237

545


 本館1階の面会用の部屋。

 本日はここでセリアーナが客の相手をしているが、俺も同席している。

 といっても、例によって何かをするわけでも無く、ただただふよふよ部屋を漂っているだけだ。

 この部屋、俺がゴロゴロできるスペースが無いんだよな。

 時折、お客さんが俺の方を見ているが、別に話しかけられたりもしないし……。


「それでは、セリアーナ様。私共はこれで失礼いたします」


 男は席を立ってそう言うと、部屋を出る前にもう一度こちらに向かって頭を下げて、そして部屋を出て行った。

 会う人会う人皆そんな感じだ。


 ダンジョンの一般開放をいよいよ明日に控え、セリアーナへの客もピークを迎えている。

 商人なんかはリーゼルの管轄だが、冒険者……それも腕の良い連中はセリアーナが抱え込んでいるからな……領内の商人はもちろん、他領や外国の商人、貴族と大忙しだ。


「セラ」


 セリアーナの呼び声に目を向けると、指で肩をトントンと叩いている。


「はいはい」


 セリアーナが座るソファーの裏に回ると、そのまま彼女の肩に指を当てて、グイグイと押し始める。

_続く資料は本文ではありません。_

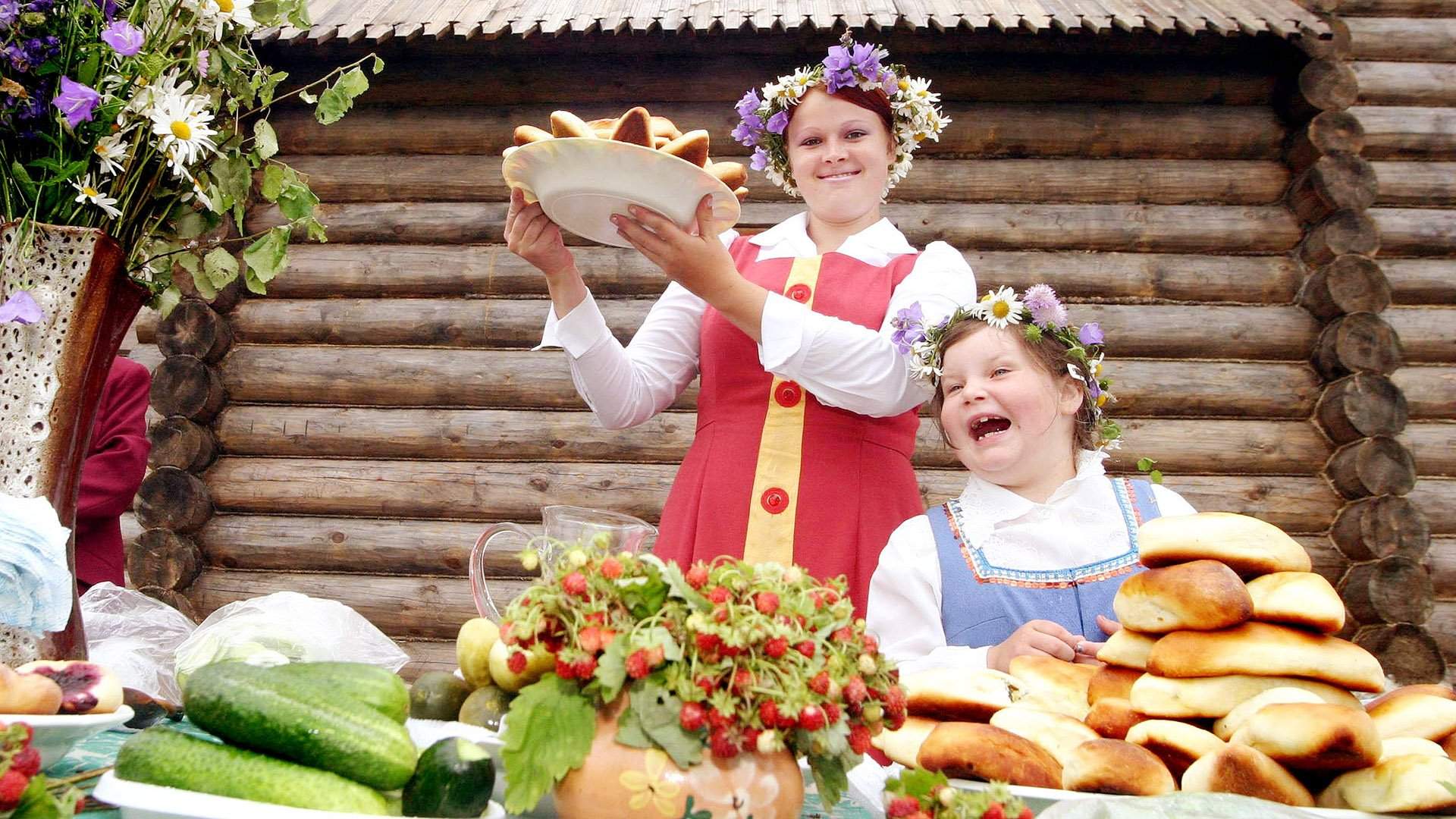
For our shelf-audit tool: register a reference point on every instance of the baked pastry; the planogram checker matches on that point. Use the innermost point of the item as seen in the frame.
(1111, 765)
(1248, 545)
(1128, 649)
(1239, 768)
(1312, 736)
(1200, 595)
(1056, 733)
(977, 751)
(1218, 695)
(1269, 651)
(1177, 744)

 そして【ミラの祝福】も発動し、肩回りへのマッサージを続けていく。


「お疲れだね」


「疲れてはいないわ。……飽きたのよ」


「……ぉぅ」


 うんざりした様なセリアーナの言葉に、なんと返したらいいのやら……だが気持ちはわかる。


 セリアーナのお抱え冒険者との取引を、紹介を、依頼を……顔ぶれは変わっても、話の内容はほぼ一緒だもんな。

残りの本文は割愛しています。